Hank Azaria has mutually agreed with ‘The Simpsons’ to stop voicing Apu — ‘I won’t be doing the voice anymore, unless there’s someway to transition it … We all feel like it’s the right thing’
— Fandom (@getFANDOM) January 17, 2020
“What they’re going to do with the character is their call. It’s up to them and they haven’t sorted it out yet. All we’ve agreed on is I won’t do the voice anymore.”
The character of Apu Nahasapeemapetilon had grown increasingly problematic for Azaria, drawing accusations of racism and stereotyping for its exaggerated accent and mannerisms.
The release of comedian Hari Kondabolu’s 2017 documentary The Problem with Apu only served to intensify the debate. The film explored how people of South Asian descent felt about the portrayal about the Indian Kwik-E-Mart owner and the impact it had on them.
The Simpsons addressed the controversy in a 2018 episode, in which Lisa says “something that started decades ago and was applauded and inoffensive is now politically incorrect. What can you do?”
She then looks over at a framed picture of Apu, which has the line “Don’t have a cow!” written on it.

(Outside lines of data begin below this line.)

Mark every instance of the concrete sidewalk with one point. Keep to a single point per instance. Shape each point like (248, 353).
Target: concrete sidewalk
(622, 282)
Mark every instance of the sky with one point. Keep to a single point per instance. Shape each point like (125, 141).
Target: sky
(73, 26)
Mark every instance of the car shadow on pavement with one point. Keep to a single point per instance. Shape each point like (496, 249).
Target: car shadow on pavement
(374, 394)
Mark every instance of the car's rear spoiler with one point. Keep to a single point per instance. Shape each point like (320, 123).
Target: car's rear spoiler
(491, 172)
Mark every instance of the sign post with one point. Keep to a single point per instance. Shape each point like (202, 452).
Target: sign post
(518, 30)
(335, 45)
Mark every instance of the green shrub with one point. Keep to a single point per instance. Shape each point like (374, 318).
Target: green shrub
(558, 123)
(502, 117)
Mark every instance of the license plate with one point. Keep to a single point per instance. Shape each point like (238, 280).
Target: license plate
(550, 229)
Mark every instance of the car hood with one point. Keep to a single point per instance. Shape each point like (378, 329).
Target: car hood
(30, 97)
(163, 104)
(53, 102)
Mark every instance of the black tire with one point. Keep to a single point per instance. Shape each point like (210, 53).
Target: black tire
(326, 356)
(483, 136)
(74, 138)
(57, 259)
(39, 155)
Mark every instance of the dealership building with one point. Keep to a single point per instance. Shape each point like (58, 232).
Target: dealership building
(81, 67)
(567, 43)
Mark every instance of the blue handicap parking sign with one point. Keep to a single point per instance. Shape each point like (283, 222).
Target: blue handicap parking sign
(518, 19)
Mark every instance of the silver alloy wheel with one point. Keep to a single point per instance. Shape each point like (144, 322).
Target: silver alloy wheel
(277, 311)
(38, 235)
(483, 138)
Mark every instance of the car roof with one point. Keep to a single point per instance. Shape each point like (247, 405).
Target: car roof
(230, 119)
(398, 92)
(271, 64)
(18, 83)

Series creator Matt Groening discussed the issue in an interview in which he said “I’m proud of what we do on the show. And I think it’s a time in our culture where people love to pretend they’re offended”.
Following the documentary’s release, Azaria said he would be willing to stop playing the character.
“I think the most important thing is to listen to Indian people and their experience with it,” he said at the time. “I really want to see Indian, South Asian writers in the writers room … including how (Apu) is voiced or not voiced. I’m perfectly willing to step aside. It just feels like the right thing to do to me.”
“The idea that anyone young or old, past or present, being bullied based on Apu really makes me sad,” he continued.
“It certainly was not my intention. I wanted to bring joy and laughter to people.”